Regulations, Directives and Decisions are all forms of secondary legislation created by the European Union, whereas primary legislation consists of the treaties upon which they are based, the most important being the Treaty of Rome made in 1957 which created the European Economic Community and Euratom.

Secondary EU legislation is created by the Council of Ministers of the European Union, based on proposals by the European Commission.  The Council of Ministers is the legislative body of the European Union.

The first form of EU secondary legislation is a regulation. This is a general measure that is binding in all its parts and is also directly applicable.  In other words, it creates law which takes immediate effect in all the Member States in the same way that an Act of Parliament will take effect in the UK, without any further legislation needing to be created.  Examples of regulations include those determining rights of workers, the new ‘.eu’ domain name and the new ‘Community Design Right’ which confers rights to intellectual property.

A Directive, by contrast, is binding upon Member States as to the result to be achieved but it leaves it up to the Member State to decide the form and method to be adopted to realise the Community objectives within that country.  Directives are similar to Regulations, however, in that they apply to all the member states.  They set out minimal standards for all member states of the European Union to achieve.

In the United Kingdom, a directive will be brought about by an Act of Parliament or, more commonly, a statutory instrument.  Sometimes all that is required is for Parliament to make simple changes to existing laws.  For example, the Sex Discrimination Act 1975 realised most of the European Equal Treatment Directive’s requirements and, in many ways, went beyond the requirements of the Directive.  An example of directives that required much more legislative change is the Common Agricultural Policy.

Sometimes, a Directive will be said to have ‘Direct Effect’.  This means that they are so specific as to create legal rights without having to be translated into national law.  They take Direct Effect in much the same way as a Regulation.  Direct Effect can be either horizontal, where it can be enforced by one individual against another in the national court system, or Direct Effect can be vertical, where it can only be enforced against the State or a State Department in the member countries.  

It is important to note that if there has been a delay in reaching the directive’s requirements within a country, or if it has been realised incompletely, then citizens can refer to the directive in question before the national courts.

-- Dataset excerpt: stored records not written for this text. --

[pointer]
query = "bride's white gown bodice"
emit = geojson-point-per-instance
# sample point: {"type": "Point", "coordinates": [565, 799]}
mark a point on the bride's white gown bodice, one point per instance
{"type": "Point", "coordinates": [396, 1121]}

Decisions, as opposed to regulations and directives, apply to specific Member States and organisations. This is what distinguishes Decisions from Regulations and Directives.  Nevertheless, as is the case for Regulations and Directives, a Decision is binding in all of its entirety. That is to say, a Decision is entirely binding upon those to whom it is addressed.  

Examples of Decisions include the Commission ruling on proposed mergers and contemporary agricultural matters such as setting standard prices for vegetables.

Other forms of secondary EU legislation include Recommendations and Opinions.  However, these are not binding upon member states in any way.